Urine was collected from patients at the Medical University of South Carolina or the Ralph H. Johnson VA Medical Center in accordance with a protocol approved by the appropriate institutional review boards. Random fresh urine was collected and processed immediately. We did not collect first morning voids because we attempted to collect the urine as soon as possible after recognition that the patient had AKI. In addition, many of the patients had bladder catheters. Cellular elements and debris were removed by centrifugation at 1000 × g for 10 minutes. Samples were frozen without protease inhibitors at −80° C until they were prepared for two dimensional gel electrophoresis (2-DE). After thawing, an equal volume of acetone at 4° C was added to 10 ml of urine sample and incubated at 4° C for 10 minutes. The samples were centrifuged at 9000 × g for 10 minutes and the precipitate was resuspended in 100 μl of a buffer containing 7 M urea, 2 M thiourea, 2% CHAPS and 1% Amidosulfobetaine-14 (ASB-14).

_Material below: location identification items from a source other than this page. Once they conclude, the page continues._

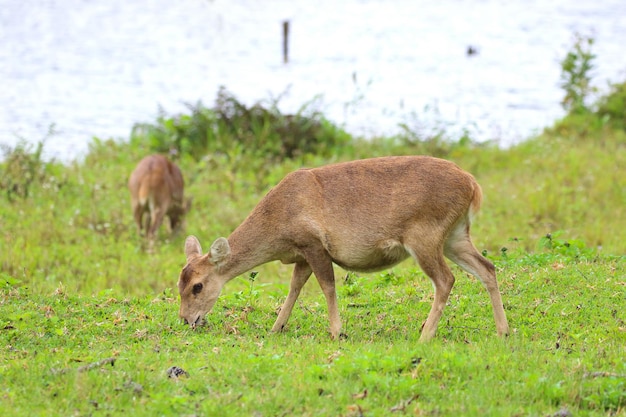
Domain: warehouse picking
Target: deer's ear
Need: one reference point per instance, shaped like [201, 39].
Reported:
[220, 249]
[192, 247]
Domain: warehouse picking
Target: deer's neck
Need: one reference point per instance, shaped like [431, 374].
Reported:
[251, 244]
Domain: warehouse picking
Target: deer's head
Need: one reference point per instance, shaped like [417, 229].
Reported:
[200, 282]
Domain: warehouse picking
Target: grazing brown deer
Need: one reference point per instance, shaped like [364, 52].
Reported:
[365, 215]
[156, 189]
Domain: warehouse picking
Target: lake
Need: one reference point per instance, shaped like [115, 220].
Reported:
[94, 68]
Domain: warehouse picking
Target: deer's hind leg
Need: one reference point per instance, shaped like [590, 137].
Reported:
[460, 250]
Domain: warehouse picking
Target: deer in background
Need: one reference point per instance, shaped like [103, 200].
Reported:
[156, 189]
[365, 216]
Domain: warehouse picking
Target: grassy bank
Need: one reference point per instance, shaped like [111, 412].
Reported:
[88, 316]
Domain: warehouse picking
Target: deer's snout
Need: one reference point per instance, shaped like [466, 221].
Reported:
[193, 323]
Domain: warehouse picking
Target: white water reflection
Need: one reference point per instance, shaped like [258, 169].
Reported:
[93, 68]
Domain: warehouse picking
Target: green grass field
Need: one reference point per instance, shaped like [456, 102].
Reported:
[89, 317]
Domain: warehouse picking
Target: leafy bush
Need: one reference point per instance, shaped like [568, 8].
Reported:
[575, 77]
[23, 167]
[611, 109]
[232, 128]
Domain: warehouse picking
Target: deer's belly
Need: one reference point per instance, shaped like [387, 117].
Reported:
[369, 258]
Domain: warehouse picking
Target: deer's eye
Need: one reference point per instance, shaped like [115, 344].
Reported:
[197, 288]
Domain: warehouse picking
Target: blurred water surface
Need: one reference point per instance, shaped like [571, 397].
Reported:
[95, 67]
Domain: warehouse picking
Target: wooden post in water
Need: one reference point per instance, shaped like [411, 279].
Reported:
[285, 41]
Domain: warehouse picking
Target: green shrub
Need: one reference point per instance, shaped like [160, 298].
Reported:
[231, 128]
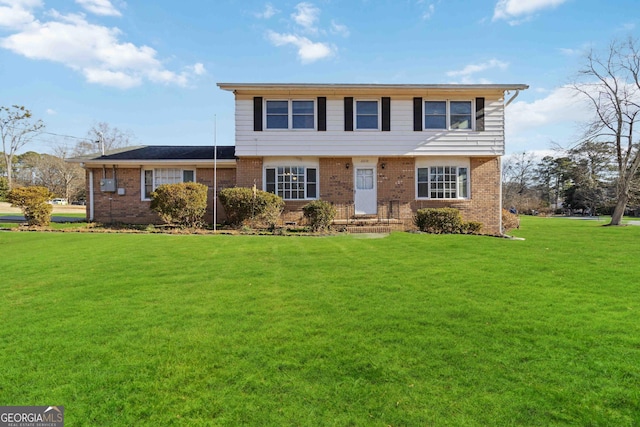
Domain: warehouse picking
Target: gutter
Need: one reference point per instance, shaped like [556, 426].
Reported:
[515, 95]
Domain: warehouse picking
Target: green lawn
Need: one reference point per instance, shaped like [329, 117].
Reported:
[407, 330]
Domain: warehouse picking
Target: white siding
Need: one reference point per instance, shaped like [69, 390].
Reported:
[402, 140]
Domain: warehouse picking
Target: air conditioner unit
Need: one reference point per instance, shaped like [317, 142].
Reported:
[108, 185]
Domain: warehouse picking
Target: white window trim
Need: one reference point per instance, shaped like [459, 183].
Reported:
[304, 164]
[448, 115]
[290, 115]
[444, 162]
[355, 114]
[142, 183]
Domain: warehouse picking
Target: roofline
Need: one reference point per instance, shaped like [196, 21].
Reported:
[276, 86]
[146, 162]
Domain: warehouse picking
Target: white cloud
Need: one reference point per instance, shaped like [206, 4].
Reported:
[477, 68]
[306, 16]
[308, 51]
[561, 105]
[339, 29]
[268, 12]
[93, 50]
[99, 7]
[15, 14]
[518, 11]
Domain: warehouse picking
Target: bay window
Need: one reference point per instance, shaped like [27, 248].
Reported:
[443, 182]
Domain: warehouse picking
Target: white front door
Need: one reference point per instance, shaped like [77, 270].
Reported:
[365, 197]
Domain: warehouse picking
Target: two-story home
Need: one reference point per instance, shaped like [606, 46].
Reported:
[373, 150]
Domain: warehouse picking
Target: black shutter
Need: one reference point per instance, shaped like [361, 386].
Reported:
[479, 114]
[386, 114]
[257, 113]
[348, 113]
[417, 114]
[322, 113]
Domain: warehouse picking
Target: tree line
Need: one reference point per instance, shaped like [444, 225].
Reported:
[600, 173]
[50, 170]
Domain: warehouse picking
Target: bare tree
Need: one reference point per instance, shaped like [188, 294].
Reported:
[16, 130]
[611, 84]
[103, 133]
[59, 176]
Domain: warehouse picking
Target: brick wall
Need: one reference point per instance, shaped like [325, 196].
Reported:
[484, 204]
[395, 183]
[114, 208]
[249, 172]
[130, 209]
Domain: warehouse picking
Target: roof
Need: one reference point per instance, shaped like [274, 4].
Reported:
[343, 86]
[164, 153]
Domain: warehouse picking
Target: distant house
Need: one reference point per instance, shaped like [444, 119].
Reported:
[374, 151]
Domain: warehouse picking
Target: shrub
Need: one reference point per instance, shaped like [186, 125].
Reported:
[444, 221]
[320, 214]
[33, 203]
[439, 221]
[181, 204]
[242, 204]
[472, 227]
[509, 221]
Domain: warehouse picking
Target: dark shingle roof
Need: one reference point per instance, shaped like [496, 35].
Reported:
[170, 152]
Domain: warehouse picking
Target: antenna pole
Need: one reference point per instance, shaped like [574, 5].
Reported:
[215, 172]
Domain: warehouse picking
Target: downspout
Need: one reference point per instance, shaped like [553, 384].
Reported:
[90, 194]
[515, 95]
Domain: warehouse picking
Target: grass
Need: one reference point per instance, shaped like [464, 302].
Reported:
[407, 330]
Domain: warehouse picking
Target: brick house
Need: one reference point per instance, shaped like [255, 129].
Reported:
[377, 152]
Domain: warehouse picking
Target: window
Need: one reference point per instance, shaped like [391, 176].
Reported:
[292, 182]
[447, 114]
[443, 182]
[296, 114]
[364, 179]
[152, 178]
[366, 114]
[435, 115]
[460, 114]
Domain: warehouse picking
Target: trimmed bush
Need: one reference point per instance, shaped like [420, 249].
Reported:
[472, 227]
[242, 204]
[444, 221]
[320, 214]
[182, 204]
[509, 220]
[33, 203]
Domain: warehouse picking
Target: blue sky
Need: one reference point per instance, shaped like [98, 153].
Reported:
[151, 67]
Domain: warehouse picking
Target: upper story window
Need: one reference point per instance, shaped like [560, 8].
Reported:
[367, 115]
[447, 114]
[290, 114]
[152, 178]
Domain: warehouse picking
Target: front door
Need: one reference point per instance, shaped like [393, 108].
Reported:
[365, 197]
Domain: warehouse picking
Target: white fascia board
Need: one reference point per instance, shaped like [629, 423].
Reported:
[136, 163]
[340, 86]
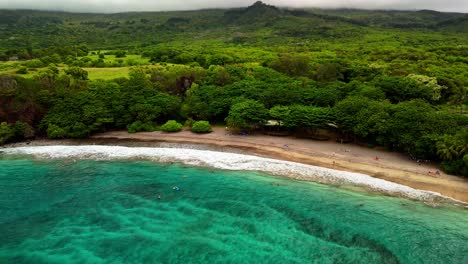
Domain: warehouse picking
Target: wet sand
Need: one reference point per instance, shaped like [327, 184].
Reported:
[390, 166]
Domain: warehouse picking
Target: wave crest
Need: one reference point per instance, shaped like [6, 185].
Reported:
[229, 161]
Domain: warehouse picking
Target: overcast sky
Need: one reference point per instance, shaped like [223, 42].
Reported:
[111, 6]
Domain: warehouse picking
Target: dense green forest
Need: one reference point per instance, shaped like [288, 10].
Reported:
[390, 78]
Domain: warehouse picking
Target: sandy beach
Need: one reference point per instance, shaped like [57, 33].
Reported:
[379, 163]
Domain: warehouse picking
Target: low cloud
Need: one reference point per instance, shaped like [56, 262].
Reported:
[112, 6]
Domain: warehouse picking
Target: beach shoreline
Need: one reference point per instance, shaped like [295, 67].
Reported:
[381, 164]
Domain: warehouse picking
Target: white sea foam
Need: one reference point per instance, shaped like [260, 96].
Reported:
[228, 161]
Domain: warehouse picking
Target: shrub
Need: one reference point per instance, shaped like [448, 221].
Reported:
[6, 133]
[201, 127]
[54, 131]
[22, 70]
[34, 64]
[171, 126]
[189, 122]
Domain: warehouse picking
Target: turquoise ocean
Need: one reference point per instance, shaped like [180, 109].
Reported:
[136, 211]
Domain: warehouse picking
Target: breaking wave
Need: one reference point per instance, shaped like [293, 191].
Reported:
[229, 161]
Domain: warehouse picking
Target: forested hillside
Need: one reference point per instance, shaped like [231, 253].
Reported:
[391, 78]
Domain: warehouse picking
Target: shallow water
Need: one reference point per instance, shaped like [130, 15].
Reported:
[85, 211]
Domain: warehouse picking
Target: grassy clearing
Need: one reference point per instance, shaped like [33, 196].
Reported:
[128, 60]
[107, 73]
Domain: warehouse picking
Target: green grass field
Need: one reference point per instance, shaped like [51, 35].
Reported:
[128, 60]
[107, 73]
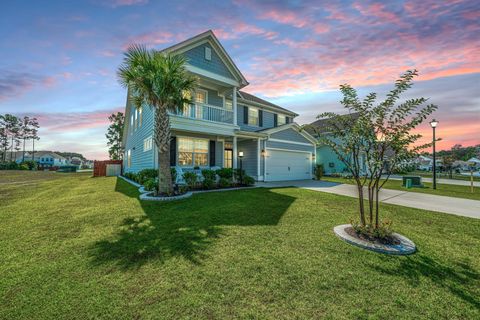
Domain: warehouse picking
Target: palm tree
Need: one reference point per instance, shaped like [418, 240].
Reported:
[161, 81]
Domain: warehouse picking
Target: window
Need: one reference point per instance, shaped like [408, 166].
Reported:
[208, 53]
[253, 116]
[228, 158]
[201, 96]
[140, 116]
[192, 152]
[147, 144]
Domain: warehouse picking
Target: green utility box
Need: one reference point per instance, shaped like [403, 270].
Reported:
[412, 181]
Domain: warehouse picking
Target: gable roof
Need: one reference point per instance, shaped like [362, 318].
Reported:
[210, 37]
[250, 98]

Urine protein concentration was adjusted to 100 μg in 185 μl with a buffer containing 7 M urea, 2 M thiourea, 2% CHAPS, 1% ASB-14, 0.2% 3–10 ampholytes and 50 mM DTT. Two-dimensional electrophoresis was done as previously described over a pI range of 4–7 and on 8–16% gradient SDS-PAGE gels . Gels were stained with Sypro Ruby (Molecular Probes) and imaged on an FX Pro Plus fluorescent imager (Bio-Rad). Gel images were matched into a set using PDQuest software. Protein spots were aligned across the 38 gels using PDQuest software (Bio-Rad). Automated spot alignment by the software was followed by manual confirmation and correction of alignments by an experienced user.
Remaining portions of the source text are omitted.